Because the 0.35-micron Banshee chip runs at 100 MHz, its raw fill rate of 100 million pixels per second is actually faster than the 90 MHz Voodoo 2's 90 mp/s. But Voodoo 2's texel fill rate, which measures bilinear textured pixels and is considered by 3Dfx as a better indicator of performance, is rated at 180 million texels/second, while Banshee remains at 100 mt/s.

Yet Altabet said 3Dfx never set out to beat the performance of Voodoo 2, which is made up of a pixel unit chip and two texture units, but has aimed to offer a single chip device designed to run the 250 3-D games optimized for 3Dfx that are expected to be on store shelves by the end of the year. Indeed, it's the company's hope that the name recognition it has earned with its high-end graphics cards and increasing number of titles geared for its Glide API will give OEMs an added incentive to design Banshee into their forthcoming PCs.

"We took the Voodoo 2 core and put it into Banshee. The key premise was to keep Voodoo compatibility," Altabet said. "It was very hard to tell our engineers not to put in new stuff. For example, we could have gone with higher resolutions like 32-bit color, but it would have broken Voodoo compatibility."

One conspicuously absent feature was support for 133-MHz AGP, which most new graphics controllers introduced this year have adopted. Banshee does support the slower 66-MHz AGP with sidebanding, but Altabet downplayed the need for the faster AGP for the Voodoo architecture.

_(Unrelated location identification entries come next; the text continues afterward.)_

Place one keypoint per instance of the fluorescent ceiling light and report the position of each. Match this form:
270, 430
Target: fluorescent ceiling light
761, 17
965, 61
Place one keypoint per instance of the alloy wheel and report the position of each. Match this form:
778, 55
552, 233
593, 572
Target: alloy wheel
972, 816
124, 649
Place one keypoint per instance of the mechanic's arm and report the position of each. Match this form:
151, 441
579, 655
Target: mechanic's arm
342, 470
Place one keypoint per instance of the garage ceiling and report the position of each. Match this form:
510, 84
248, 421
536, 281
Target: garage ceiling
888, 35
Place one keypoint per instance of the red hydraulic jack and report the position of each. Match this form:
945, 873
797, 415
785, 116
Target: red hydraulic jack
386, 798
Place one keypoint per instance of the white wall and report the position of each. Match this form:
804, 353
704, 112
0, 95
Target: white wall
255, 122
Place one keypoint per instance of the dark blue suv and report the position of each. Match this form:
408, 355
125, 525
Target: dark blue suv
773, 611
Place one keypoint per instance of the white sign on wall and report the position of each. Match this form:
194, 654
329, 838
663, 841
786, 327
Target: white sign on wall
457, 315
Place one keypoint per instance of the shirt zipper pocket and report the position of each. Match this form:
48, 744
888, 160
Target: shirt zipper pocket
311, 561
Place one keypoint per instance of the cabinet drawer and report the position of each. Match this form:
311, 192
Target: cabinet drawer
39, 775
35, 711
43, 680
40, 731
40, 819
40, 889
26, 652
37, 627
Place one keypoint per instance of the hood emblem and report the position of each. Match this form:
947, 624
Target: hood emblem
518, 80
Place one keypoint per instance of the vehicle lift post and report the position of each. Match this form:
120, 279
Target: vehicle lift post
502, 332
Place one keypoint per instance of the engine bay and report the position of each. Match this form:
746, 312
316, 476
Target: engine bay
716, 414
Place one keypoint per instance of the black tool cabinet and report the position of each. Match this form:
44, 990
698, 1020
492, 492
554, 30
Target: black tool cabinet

"We don't see AGP as being that critical," he said. "Voodoo graphics has already been known for fast downloading of textures and fast rendering."

3Dfx is now offering samples of the Banshee processor, and will begin selling it in production volumes by the third quarter for $38 per chip. The company expects Banshee will be granted Microsoft's Windows Hardware Qualification Lab certification, which is considered a requirement for OEMs to participate in Windows branding, before the device moves into production.

2) Another article on Wintel video workstations. Intel demoing Intergraph workstations with 3dfx chips?

eet.com

At PC Expo in New York this past week, Intergraph got perhaps the biggest boost it could have hoped for. There, a prominent section of Intel's booth was devoted to an Intergraph TDZ2000 GL2 workstation equipped with dual Pentium II processors. The setup included graphics accelerators based on the Real3D chip from 3dfx Inc. and three monitors tied together to display sequential views of motion video generated by the Realimation software from Realimation Inc.